Open interest has dropped by 4.0 million bales since May 5 and measured only 10.2 million bales before today’s session. This shows that specs are headed for the exit, which is allowing trade shorts to get out at a reasonable level. With the market closing today just about 30 points above its long-term uptrend line, we are once again approaching critical support and if breached it could trigger aggressive spec long liquidation.
However, the market has held trendline support before and with cash cotton once again finding keen interest in the Far East, it may prove to be difficult to flush out the specs. We heard of sizeable quantities being sold to China, Vietnam and several other markets this week. US cotton is still the preferred choice in most markets and shippers keep pushing sales.

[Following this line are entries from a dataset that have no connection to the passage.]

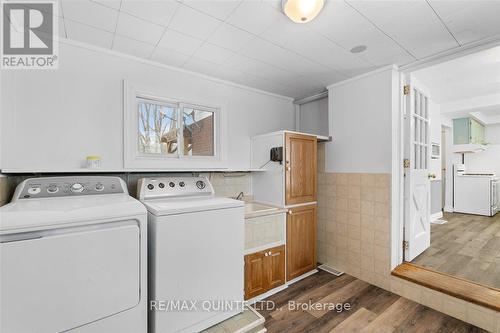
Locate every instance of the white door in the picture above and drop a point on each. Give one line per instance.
(417, 184)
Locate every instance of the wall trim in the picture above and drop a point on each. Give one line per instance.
(364, 75)
(436, 216)
(451, 54)
(164, 66)
(311, 98)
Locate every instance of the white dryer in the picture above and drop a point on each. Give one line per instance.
(73, 257)
(196, 258)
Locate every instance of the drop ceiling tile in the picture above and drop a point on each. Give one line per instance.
(138, 29)
(253, 16)
(212, 53)
(259, 69)
(87, 34)
(272, 54)
(413, 24)
(344, 26)
(312, 45)
(470, 21)
(115, 4)
(193, 23)
(230, 37)
(159, 12)
(217, 8)
(132, 47)
(179, 42)
(169, 57)
(90, 13)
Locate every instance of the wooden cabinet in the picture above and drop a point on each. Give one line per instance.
(264, 271)
(300, 168)
(467, 131)
(301, 241)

Despite expectations for a net reduction of 100-150k in US export sales last week, today’s report surprised the market and showed net new sales of 259,800 running bales of Upland and Pima cotton for both marketing years. Cancellations of 48,000 bales were actually less than the week before and there were none for China despite rumors to the contrary. One explanation is that buy-backs were being negotiated, but never concluded after the market had collapsed a couple of days later.

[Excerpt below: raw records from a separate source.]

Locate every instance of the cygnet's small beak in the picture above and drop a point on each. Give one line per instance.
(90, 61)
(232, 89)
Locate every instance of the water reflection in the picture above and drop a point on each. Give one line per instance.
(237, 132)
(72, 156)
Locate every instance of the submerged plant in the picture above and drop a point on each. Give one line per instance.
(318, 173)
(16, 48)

Total commitments for current crop are now at 14.7 million statistical bales, of which 11.8 million bales have so far been shipped. Meanwhile sales for August onwards have already reached 3.0 million statistical bales, which is more than double of what we had a year ago.
Our latest estimate of how much US cotton remains for sale at this point is 0.7 million bales, which includes the certified stock of 0.4 million bales. We arrive at this figure by starting with a supply of 21.0 million bales (3.8 beginning stocks + 21.2 million crop), from which we subtract 17.8 million bales for exports and mill use until the end of July.
This leaves 3.2 million bales on August 1, but from this we need to subtract around 0.9 million for domestic mill use between August and October and we further assume that half of the current commitments for August onwards of 3.2 million bales (0.2 carryover so far + 3.0 new marketing year commitments) will be supplied from existing stocks. This would leave just 0.7 million bales uncommitted!
So where do we go from here? The market is approaching critical trendline support and a breach would likely flush out a sizeable number of spec longs. We have seen similar moves in soft commodities like sugar, coffee and cocoa, and would therefore not be surprised if cotton were to follow the same script.
However, while specs may be compelled to sell, the trade still has a lot of short covering to do. The latest on-call report showed that there were still 3.74 million bales in unfixed sales on July as of last Friday. A selloff would therefore be met with plenty of trade buying underneath, both from fixations and the sale of remaining basis-long positions. We could therefore see some choppy trading action, with the market initially spiking lower and then quickly bouncing back. In other words, we expect the market to trade in a range rather than making a big directional move.
Open interest should come down quickly in this environment, since both sides have an interest to get out. The index roll, which won’t start until June 7, will do the rest. Only if there are some procrastinators left late in the game, i.e. after the index roll and options expiration, do we see the possibility for another spike to the upside.